Andy Milligan, who made over 30 films in his lifetime, would be on many critics’ list of the worst directors of all time. Yet filmmakers from talking-animal movie factory David DeCoteau to Nicholas Winding Refn have championed his work. His 1968 film The Ghastly Ones, which inspired the title of Jimmy McDonough’s highly entertaining 2001 biography of the director, is as good a place as any to start with this frustrating, primal Z-movie auteur. Crude exploitations that frequently reveal its director’s essentially sadistic view of human nature (don’t even ask what he thought of his mother), Milligan’s films are by the standards of mainstream cinema simply terrible. Yet they’re absolutely fascinating.

A number of his films are streaming in full on YouTube in overexposed, muddy transfers that amplify already poor production values. With titles like Blood! and The Rats Are Coming, the Werewolves Are Here!, these movies seem to promise a conventional grindhouse experience of cheap sets, bad actors and by-the-numbers genre conventions. While they don’t deliver on the pleasures of ordinary sleaze, something keeps you coming back for more. It took several films for Milligan’s aesthetic to click for me, and by then I was determined to watch as much of his work as possible (most of his late ‘60s exploitation films were destroyed by the distributor and are presumed lost). Most sensible cinephiles might consider these films unwatchable; but these films have a distinct personal vision, playing around the fringes of melodrama like a low-rent Fassbinder.

The first color film Milligan made, The Ghastly Ones was one of several projects vaguely set in Victorian times that were shot in and around the director’s very non-Victorian Staten Island home. The films make no attempt to disguise these mid-century locations, and the costumes Milligan designed (under the name Raffine, one of several pseudonyms he used for his various production roles) look like something out of a candy-colored Victorian fever dream.

The premise of The Ghastly Ones blends gothic horror with a distinctly Milligan flavor. After the death of their father, three sisters are set to inherit the family fortune. But the will comes with an unusual stipulation: The daughters, all of them married, are to spend three days with their husbands in the old family home, and fill it with “sexual harmony.” “The house must know married love for three days – a love it had never known from your mother and I.” Naturally that’s not what happens, as Milligan’s oeuvre repeatedly plays out his own bitter history of destructive relationships.

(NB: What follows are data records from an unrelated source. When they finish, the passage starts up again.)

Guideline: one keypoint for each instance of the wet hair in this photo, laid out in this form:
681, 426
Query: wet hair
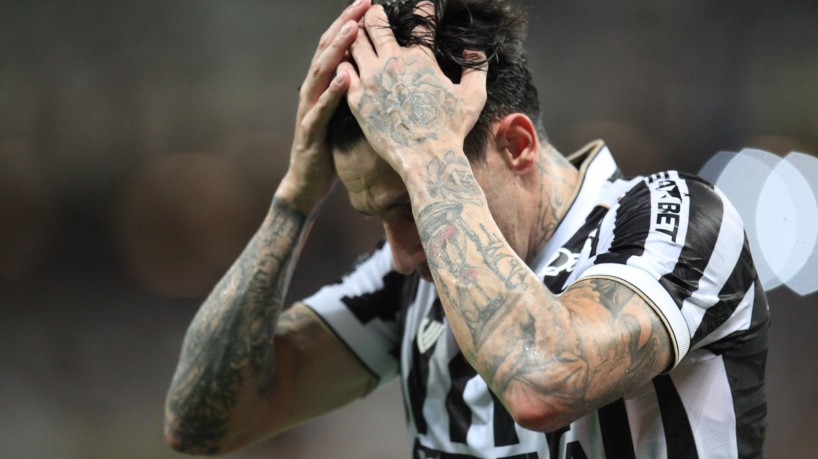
497, 28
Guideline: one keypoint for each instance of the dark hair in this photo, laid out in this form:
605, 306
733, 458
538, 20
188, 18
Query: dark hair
497, 28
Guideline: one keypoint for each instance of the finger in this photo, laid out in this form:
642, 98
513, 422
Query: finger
425, 10
362, 50
323, 67
316, 120
377, 27
353, 12
349, 70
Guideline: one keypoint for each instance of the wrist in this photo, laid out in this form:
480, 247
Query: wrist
299, 197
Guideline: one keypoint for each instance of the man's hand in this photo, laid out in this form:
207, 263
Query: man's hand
311, 173
400, 96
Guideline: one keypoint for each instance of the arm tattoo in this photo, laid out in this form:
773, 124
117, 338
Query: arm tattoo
580, 351
229, 342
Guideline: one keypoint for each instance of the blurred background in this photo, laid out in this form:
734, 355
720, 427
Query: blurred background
141, 142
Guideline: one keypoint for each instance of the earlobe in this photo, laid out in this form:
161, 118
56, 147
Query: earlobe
517, 141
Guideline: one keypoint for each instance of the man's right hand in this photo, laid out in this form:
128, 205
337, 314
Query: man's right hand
311, 173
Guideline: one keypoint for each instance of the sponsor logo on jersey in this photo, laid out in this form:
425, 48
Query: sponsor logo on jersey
668, 207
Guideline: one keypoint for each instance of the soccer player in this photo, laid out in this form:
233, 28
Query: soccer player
532, 305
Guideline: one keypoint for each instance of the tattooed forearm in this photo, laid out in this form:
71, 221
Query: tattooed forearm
228, 346
575, 353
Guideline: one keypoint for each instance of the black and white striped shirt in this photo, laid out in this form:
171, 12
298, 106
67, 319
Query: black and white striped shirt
671, 237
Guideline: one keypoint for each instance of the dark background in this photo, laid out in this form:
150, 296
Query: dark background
141, 142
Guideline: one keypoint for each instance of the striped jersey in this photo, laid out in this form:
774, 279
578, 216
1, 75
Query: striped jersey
671, 237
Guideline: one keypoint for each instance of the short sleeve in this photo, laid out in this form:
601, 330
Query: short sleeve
680, 244
363, 309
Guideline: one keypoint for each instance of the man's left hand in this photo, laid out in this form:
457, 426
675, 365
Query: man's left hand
402, 99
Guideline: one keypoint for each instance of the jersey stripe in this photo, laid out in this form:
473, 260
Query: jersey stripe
705, 219
418, 377
627, 241
505, 433
459, 412
678, 434
731, 295
616, 431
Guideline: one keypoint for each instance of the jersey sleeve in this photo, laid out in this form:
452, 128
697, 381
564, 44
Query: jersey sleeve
680, 244
363, 309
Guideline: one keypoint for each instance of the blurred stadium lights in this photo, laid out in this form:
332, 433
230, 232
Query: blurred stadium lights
778, 201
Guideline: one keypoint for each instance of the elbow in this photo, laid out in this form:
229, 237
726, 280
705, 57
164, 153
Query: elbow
195, 439
539, 415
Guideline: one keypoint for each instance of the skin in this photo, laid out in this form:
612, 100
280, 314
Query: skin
247, 369
550, 359
250, 368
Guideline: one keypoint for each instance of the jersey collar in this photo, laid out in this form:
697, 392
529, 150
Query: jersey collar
596, 166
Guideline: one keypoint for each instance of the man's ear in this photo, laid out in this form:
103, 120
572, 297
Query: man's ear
516, 138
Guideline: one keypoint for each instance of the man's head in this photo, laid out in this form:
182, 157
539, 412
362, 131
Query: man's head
495, 27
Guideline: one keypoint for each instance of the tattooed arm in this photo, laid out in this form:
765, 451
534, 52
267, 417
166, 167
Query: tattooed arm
244, 373
550, 359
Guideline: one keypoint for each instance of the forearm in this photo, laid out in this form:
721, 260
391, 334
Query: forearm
480, 279
550, 359
227, 355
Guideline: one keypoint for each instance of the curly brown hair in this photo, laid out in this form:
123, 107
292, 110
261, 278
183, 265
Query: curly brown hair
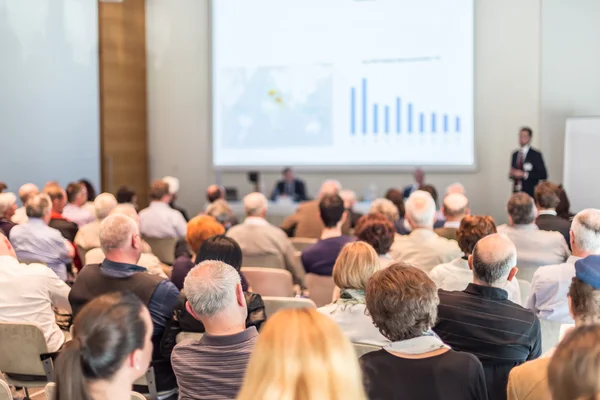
472, 229
376, 230
402, 301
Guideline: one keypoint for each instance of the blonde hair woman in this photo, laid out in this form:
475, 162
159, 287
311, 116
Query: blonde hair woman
353, 268
302, 355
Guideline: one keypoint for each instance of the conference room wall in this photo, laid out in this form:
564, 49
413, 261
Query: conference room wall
507, 82
49, 118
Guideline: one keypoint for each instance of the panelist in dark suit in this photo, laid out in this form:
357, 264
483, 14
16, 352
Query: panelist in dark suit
290, 186
527, 166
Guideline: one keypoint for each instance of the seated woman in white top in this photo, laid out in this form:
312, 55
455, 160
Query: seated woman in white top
456, 274
354, 266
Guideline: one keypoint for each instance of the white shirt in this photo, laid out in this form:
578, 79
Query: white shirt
550, 289
160, 221
28, 294
356, 325
456, 276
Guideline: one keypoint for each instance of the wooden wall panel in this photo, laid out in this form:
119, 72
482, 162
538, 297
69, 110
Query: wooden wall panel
123, 105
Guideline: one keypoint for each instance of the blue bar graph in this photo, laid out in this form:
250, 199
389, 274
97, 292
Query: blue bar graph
427, 119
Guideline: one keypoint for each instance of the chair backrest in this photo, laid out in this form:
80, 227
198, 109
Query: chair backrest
20, 348
302, 243
269, 281
164, 249
274, 304
320, 288
525, 288
362, 349
5, 393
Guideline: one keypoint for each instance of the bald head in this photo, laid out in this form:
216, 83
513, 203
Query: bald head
255, 205
493, 259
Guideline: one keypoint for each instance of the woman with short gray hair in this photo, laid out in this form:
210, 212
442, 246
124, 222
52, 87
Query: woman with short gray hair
403, 302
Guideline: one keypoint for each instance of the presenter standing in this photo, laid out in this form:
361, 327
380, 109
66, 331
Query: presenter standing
290, 187
527, 167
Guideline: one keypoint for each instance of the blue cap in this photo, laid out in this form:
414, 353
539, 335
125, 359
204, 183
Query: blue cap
588, 270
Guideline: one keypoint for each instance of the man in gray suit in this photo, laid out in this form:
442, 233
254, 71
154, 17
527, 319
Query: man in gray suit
534, 246
263, 244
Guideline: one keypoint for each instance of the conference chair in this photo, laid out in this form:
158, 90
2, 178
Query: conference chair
320, 288
269, 281
274, 304
163, 249
302, 243
24, 357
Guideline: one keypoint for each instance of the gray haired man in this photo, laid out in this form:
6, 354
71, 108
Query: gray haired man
213, 367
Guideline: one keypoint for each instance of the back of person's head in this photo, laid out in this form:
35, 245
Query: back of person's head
159, 190
397, 197
331, 209
376, 230
126, 194
111, 337
521, 209
386, 208
456, 205
221, 248
575, 366
302, 355
255, 205
201, 228
402, 301
213, 288
585, 231
38, 205
472, 229
546, 195
494, 259
103, 204
420, 210
355, 264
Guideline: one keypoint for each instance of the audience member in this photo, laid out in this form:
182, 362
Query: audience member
74, 210
353, 269
127, 195
403, 302
199, 229
379, 232
530, 381
261, 240
423, 248
88, 236
121, 243
25, 191
110, 350
36, 241
29, 292
550, 284
457, 274
455, 208
214, 366
573, 371
534, 246
320, 257
302, 354
174, 191
546, 200
290, 187
159, 220
349, 197
482, 321
8, 206
305, 222
66, 227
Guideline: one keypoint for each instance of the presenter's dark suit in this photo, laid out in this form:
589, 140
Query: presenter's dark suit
538, 170
296, 191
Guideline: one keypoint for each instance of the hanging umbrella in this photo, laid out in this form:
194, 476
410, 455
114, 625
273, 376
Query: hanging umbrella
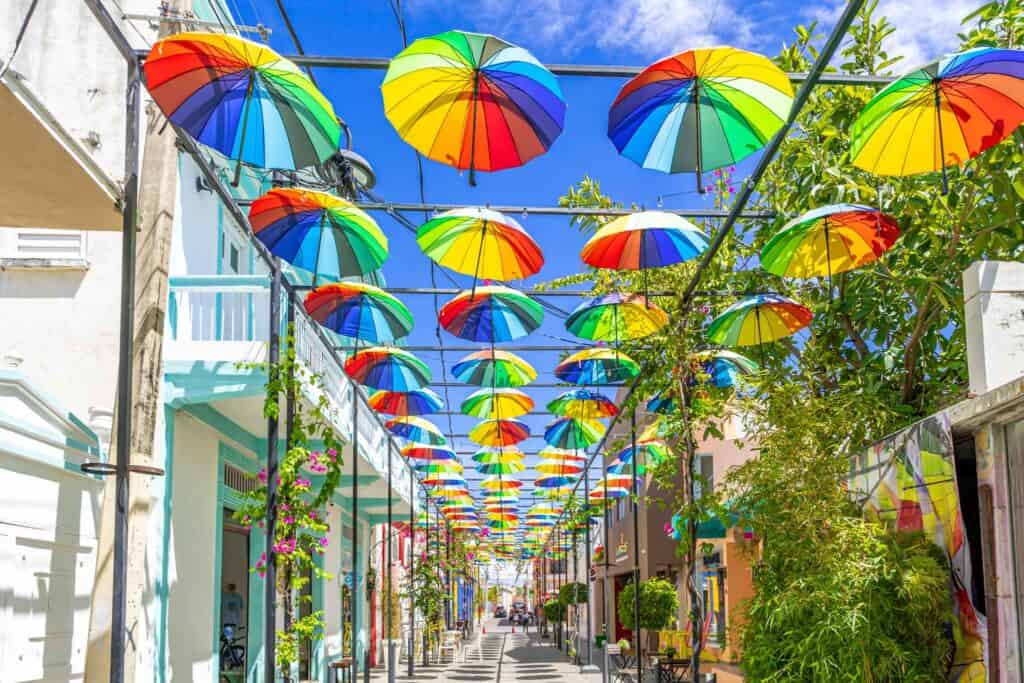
387, 368
494, 403
758, 319
596, 367
416, 429
699, 110
472, 101
941, 115
644, 240
569, 433
320, 232
417, 401
583, 404
499, 432
480, 243
493, 313
494, 368
242, 99
360, 311
615, 317
829, 240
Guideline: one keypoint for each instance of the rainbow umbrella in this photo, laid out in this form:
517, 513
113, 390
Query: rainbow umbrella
387, 368
416, 429
480, 243
828, 240
417, 401
941, 115
472, 101
569, 433
615, 316
360, 311
583, 404
644, 240
499, 432
320, 232
496, 403
493, 313
242, 99
597, 366
494, 368
699, 110
758, 319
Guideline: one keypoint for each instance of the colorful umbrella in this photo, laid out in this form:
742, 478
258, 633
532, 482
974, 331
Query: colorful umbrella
242, 99
583, 404
472, 101
497, 403
494, 368
760, 318
493, 313
360, 311
569, 433
596, 367
320, 232
615, 317
417, 401
941, 115
644, 240
480, 243
387, 368
828, 240
416, 429
699, 110
499, 432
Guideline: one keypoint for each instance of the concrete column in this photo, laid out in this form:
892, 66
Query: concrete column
993, 307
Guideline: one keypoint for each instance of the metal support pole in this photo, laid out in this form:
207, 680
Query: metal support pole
270, 587
129, 221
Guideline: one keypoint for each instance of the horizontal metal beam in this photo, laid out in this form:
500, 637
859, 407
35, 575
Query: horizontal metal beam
593, 71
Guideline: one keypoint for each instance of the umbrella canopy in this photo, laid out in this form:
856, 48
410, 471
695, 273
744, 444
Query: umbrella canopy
569, 433
387, 368
417, 401
480, 243
760, 318
615, 317
829, 240
583, 404
499, 432
243, 99
494, 368
492, 313
699, 110
644, 240
360, 311
496, 403
318, 232
472, 101
941, 115
597, 367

These kinds of interactions go back to Milligan’s work in theater. Milligan honed his craft as it were in the experimental theatre scene of New York in the late ‘50s and early ‘60s. His experiences here drew out his strengths and weaknesses. While claims of incompetence can certainly be made against his strange fashion sense and composition (thanks in part to the director favoring a 16mm Auricon with a notoriously unreliable viewfinder), he deserves more credit for getting raw performances out of semi-professional actors. Yet while Mulligan directed productions of Shaw and Wilde, he was also drawn to the kind of lurid stage material that would get only more lurid when he moved to film.

Out of this scene came his first film, “Vapors” (1965), a 22-minute short scripted by Hope Stansbury, a future regular in Milligan’s films who was then a waitress at the Greenwich Village theatre where the director began to make his mark. “Vapors” was set among the denizens of a gay bathhouse in New York’s East Village, focusing on the conversation of a bathhouse regular and a married man who is visiting the establishment for the first time. Filmed in stark black and white, the film depicts a desperate and sad milieu. It was one of the few times Milligan, who was gay, explicitly tackled gay material, but you can see his entire career writ large in the strangely charged chaos of this short.

As the unhappily married couples in The Ghastly Ones attempt to earn their inheritance, one pair is interrupted mid-dalliance, much like the central pair in “Vapors” by a group of bathhouse patrons. Milligan’s signature touches are all over the film: the disfigured, homicidal simpleton who’s kept locked away in a room; the evil matriarch; the swirling camera; and the strangest, most toxic of human interactions. The director was infamous for punishing his actors, pushing them emotionally (reminding an older actress, despite her pleas, about the fatal car crash that killed her husband) and physically (the actor playing the homicidal simpleton was forced to gnaw at a rabbit carcass that had begun to turn rancid).

With as unpleasant as all this sounds, why would anyone want to watch these movies? Why did Milligan have a cadre of regulars who would work with him on and off for years? It’s a mystery that I can’t entirely explain. And a single movie like The Ghastly Ones may not convince you that it’s worth it. Yet despite their inherent problems, Milligan’s films are addictive, much as he was addicted to making movies despite the vagaries of shady distributors and troubled productions. He died of AIDS in 1991 and was reportedly buried in a pauper’s grave. Andy Milligan’s work will never be part of the established canon, and with good reason. But what he accomplished in the seedy underbelly of cinema had a unique vision that would be impossible to recreate in the world of “good movies.” His movies can be difficult to watch, but they are in their own strange way rewarding.